3

I need to audit XML file structures and need to generate a report that shows only the DOM tree structure and omit the values. Essentially, I just the node names only and no values. I tried using xmllint and xmlstarlet but can't figure out how to do this.

Does anyone know of any tools or examples of above tools that do this?

cat $filename.xml | xmlstarlet format -t gives me what I need, but I want to omit all values.

Kinnara
  • 31
  • 2
  • 2
    Please [edit] your question and add an example input file and the output you would want from that example so we can test our answers. I realize you want a general solution, but we'll still need a file to play with. – terdon Jul 08 '21 at 14:37
  • 2
    "_I need to audit XML file structures_" if you have an XSD that describes the XML you want to validate, then there are tools such as `xmlstarlet` that will do this for you already. – roaima Jul 08 '21 at 15:25
  • 2
    Do you want to output the elements, but without textual contents? Or just the tag names used? What about attributes? What about comments or XML processing instructions? Would a straight list of each element's XPath suffice? What ave you searched/researched/tried? – C. M. Jul 08 '21 at 20:06

2 Answers2

9

The xmllint interactive shell command du appears to provide what you want:

   du PATH
       Show the structure of the subtree under the given path or the current node.

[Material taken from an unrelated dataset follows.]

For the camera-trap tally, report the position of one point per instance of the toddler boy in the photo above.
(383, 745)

If you want something non-interactive, then perhaps

printf '%s\n' du exit | xmllint --shell file.xml

or

xmllint --shell file.xml <<EOF
du
exit
EOF

ex.

$ printf '%s\n' du exit | xmllint --shell rss.xml
/ > /
rss
  channel
    title
    link
    description
    copyright
    language
    lastBuildDate
    image
      url
      title
      link
    item
      title
      link
      description
      pubDate
    item
      title
      link
      description
      pubDate
    item
      title
      link
      description
      pubDate
/ >
steeldriver
  • 78,509
  • 12
  • 109
  • 152
6

Since you're already using xmlstarlet you may as well continue using it.

The xmlstarlet tool has an el (elements) sub-command which is used to "Display element structure of XML document".

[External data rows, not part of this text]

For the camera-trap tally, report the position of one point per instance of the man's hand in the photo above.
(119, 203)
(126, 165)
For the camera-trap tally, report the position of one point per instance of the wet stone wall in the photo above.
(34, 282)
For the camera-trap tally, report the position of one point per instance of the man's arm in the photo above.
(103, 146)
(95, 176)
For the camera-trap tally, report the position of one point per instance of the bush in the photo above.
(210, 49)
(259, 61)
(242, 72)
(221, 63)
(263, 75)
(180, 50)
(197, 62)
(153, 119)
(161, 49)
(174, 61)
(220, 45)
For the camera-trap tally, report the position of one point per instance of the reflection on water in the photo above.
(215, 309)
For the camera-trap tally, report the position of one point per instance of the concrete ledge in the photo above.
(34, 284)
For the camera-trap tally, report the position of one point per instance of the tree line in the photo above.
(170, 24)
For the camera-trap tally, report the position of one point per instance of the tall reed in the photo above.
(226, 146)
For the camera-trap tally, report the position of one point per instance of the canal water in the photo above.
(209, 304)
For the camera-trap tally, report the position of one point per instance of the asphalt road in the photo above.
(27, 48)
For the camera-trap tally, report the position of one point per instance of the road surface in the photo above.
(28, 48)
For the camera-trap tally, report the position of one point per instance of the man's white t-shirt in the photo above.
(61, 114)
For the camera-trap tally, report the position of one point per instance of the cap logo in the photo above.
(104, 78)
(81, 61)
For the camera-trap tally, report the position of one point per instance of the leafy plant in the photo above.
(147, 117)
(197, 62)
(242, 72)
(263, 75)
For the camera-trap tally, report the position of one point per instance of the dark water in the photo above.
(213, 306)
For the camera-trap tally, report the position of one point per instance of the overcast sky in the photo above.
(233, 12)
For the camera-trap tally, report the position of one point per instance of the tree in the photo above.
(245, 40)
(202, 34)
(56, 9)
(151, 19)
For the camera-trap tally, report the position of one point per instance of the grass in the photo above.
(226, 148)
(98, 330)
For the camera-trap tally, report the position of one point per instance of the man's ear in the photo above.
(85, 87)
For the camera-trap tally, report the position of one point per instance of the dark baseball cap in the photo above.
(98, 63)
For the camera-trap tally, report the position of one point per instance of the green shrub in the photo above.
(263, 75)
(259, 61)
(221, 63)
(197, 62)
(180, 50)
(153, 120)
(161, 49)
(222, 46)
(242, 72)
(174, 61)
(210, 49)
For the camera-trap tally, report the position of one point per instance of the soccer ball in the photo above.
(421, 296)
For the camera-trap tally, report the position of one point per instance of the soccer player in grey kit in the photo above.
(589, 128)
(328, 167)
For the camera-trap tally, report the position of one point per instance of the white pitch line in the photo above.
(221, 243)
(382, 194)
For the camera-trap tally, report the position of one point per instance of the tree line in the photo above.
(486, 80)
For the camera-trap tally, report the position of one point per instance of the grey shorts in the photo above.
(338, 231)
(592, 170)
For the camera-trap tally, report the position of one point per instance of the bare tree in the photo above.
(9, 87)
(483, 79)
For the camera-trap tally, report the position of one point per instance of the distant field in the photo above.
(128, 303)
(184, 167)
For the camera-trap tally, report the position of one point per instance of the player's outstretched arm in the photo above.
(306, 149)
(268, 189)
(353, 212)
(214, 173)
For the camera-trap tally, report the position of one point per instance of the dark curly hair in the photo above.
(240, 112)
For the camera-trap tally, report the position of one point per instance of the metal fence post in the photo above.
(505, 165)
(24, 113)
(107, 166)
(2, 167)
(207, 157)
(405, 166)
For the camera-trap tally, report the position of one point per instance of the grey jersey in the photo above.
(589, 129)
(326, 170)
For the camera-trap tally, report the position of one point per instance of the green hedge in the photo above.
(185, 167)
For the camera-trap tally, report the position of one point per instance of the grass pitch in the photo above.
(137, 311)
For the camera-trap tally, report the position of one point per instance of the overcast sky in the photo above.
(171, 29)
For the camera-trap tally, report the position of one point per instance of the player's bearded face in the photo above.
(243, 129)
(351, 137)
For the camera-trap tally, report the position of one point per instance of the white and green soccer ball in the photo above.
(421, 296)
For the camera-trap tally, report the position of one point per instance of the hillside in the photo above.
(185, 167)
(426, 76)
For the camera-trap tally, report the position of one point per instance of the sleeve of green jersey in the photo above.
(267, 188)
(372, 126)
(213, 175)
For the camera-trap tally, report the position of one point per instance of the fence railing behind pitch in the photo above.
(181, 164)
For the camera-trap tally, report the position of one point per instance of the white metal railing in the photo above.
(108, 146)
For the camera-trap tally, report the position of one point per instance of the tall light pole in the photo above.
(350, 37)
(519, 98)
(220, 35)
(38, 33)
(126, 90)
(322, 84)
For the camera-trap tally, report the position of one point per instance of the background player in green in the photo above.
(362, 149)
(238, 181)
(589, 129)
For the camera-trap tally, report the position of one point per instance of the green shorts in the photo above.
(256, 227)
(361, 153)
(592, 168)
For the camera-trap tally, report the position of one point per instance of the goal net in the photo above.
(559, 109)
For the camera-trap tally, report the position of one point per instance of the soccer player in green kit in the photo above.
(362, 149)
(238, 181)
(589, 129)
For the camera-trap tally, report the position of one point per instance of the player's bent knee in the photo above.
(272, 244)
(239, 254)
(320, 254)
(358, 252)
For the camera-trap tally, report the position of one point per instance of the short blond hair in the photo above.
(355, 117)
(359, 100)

By default, it outputs data like this:

$ xmlstarlet el /usr/X11R6/share/xcb/ge.xml
xcb
xcb/request
xcb/request/field
xcb/request/field
xcb/request/reply
xcb/request/reply/pad
xcb/request/reply/field
xcb/request/reply/field
xcb/request/reply/pad

You may also get attributes:

$ xmlstarlet el -a /usr/X11R6/share/xcb/ge.xml
xcb
xcb/@header
xcb/@extension-xname
xcb/@extension-name
xcb/@major-version
xcb/@minor-version
xcb/request
xcb/request/@name
xcb/request/@opcode
xcb/request/field
xcb/request/field/@type
xcb/request/field/@name
xcb/request/field
xcb/request/field/@type
xcb/request/field/@name
xcb/request/reply
xcb/request/reply/pad
xcb/request/reply/pad/@bytes
xcb/request/reply/field
xcb/request/reply/field/@type
xcb/request/reply/field/@name
xcb/request/reply/field
xcb/request/reply/field/@type
xcb/request/reply/field/@name
xcb/request/reply/pad
xcb/request/reply/pad/@bytes

See also xmlstarlet el --help.

Using the val (validate) sub-command ("Validate XML document(s) (well-formed/DTD/XSD/RelaxNG)"), xmlstarlet may validate your XML document for you. It will, by default, just check whether the document is well formed, but it may also validate your document against a provided XSD schema, the document's DTD, or an Relax-NG schema.

See also xmlstarlet val --help.

Kusalananda
  • 320,670
  • 36
  • 633
  • 936